Possible coronavirus entry into organs identified

coronavirus
Credits: Cornell / Cell Report

Views: 3

 – The initial battle takes place in the nostrils, the study indicates alternative pathways that the virus can use to enter the lungs, central nervous system and heart

Minapim by Hernan Valenzuela: In several studies, scientists at Cornell University have identified the cunning behavior of SARS-CoV-2, which causes the COVID-19 coronavirus. When the virus enters the body, it shuts down a part of the immune system, facilitating its spread within the body for a few days before the immune system can identify the invader.

The researchers have yet to identify the full scope of tissues and cell types that are most vulnerable to SARS-CoV-2. Much research has focused on identifying genes and pathways that facilitate entry of the virus into lung cells, but clinical and scientific data indicate that it can cause damage to a wide range of organs.

In new research at Cornell University, potential roadmaps for the internal process of the virus were developed, in the infection of other organs and identifies which molecular factors can help to facilitate or restrict the infection.

To predict the growth (tropism) of the human coronavirus, 28 SARS-CoV-2 and coronavirus-associated receptors and factors (SCARFs) were profiled using transcriptomics (studies the RNA molecules, which determine which genes will be expressed) a single cell in several healthy human tissues. SCARFs include cellular factors that facilitate and restrict viral entry.

“The data suggest that it is not just a respiratory disease. It is much broader than that and has the potential to affect many other organs, ”said Cedric Feschotte, professor in the Department of Molecular Biology and Genetics at the Faculty of Agriculture and Life Sciences. “Our analysis suggests that there is a wide range of cellular vulnerabilities.”

Feschotte is the lead author of “A Single Cell RNA Expression Map of Human Coronavirus Input Factors” in Cell Reports. Other co-authors are Manvendra Singh, a postdoctoral associate at Feschotte Lab and a Cornell Presidential Fellow; and Vikas Bansal, computational biologist at the German Center for Neurodegenerative Diseases in Bonn.
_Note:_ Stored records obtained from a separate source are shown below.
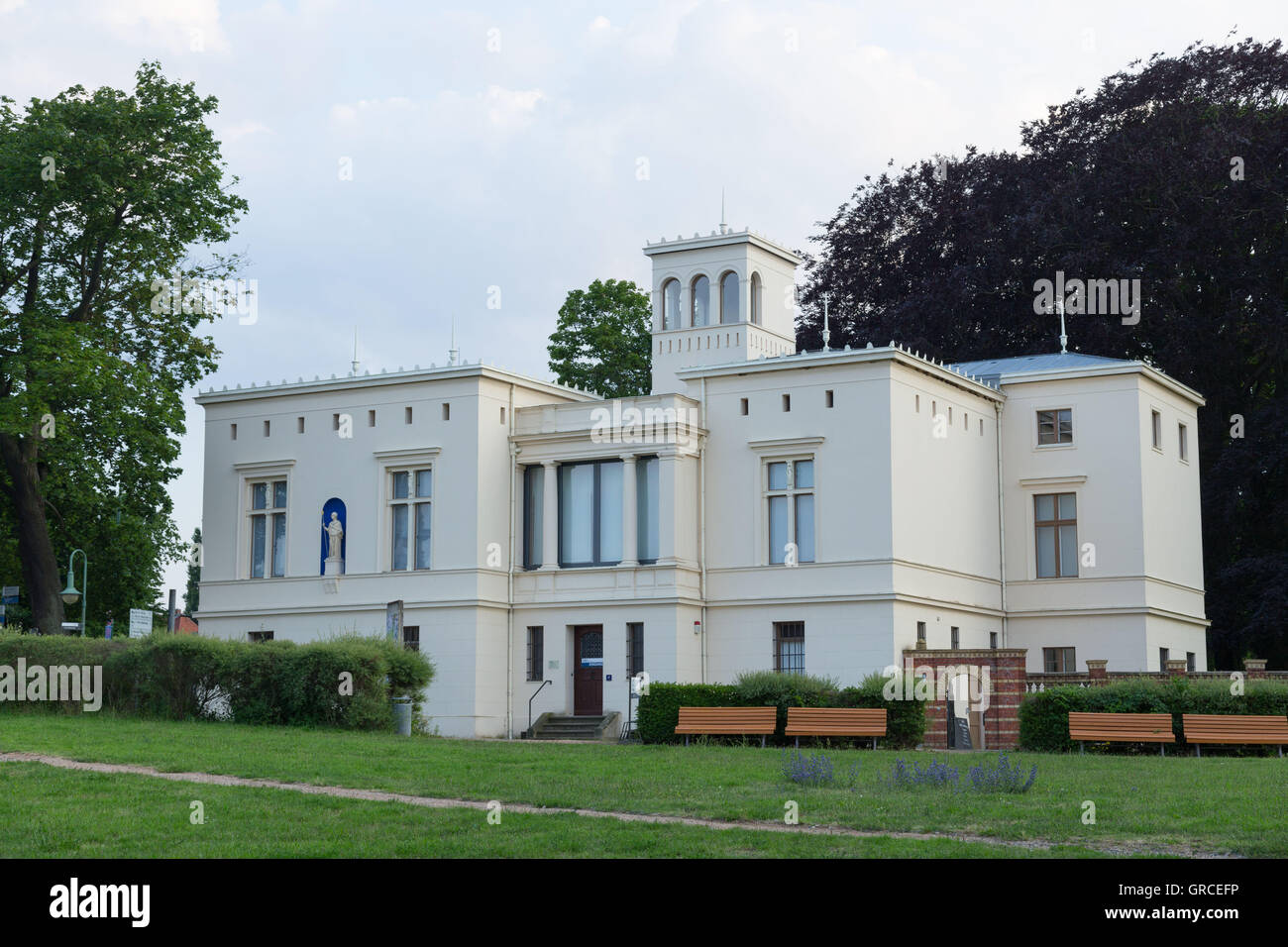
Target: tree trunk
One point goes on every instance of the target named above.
(35, 551)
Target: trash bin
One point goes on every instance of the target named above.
(402, 715)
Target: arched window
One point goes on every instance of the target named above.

The new study maps the expression of 28 human genes called “SCARFs” – SARS-CoV-2 and Receptors and Factors Associated with Coronavirus action. By looking at the RNA expression of a single cell in these genes, they can predict which tissues and cell types are most vulnerable to infection by the action of the coronavirus – in adults and embryos.

The analysis also predicts entry paths that do not follow the most usual structure for lung and brain infections. Sperm cells and prostate endocrine cells also appear to be permissive to SARS-CoV-2 infection, suggesting male-specific vulnerabilities.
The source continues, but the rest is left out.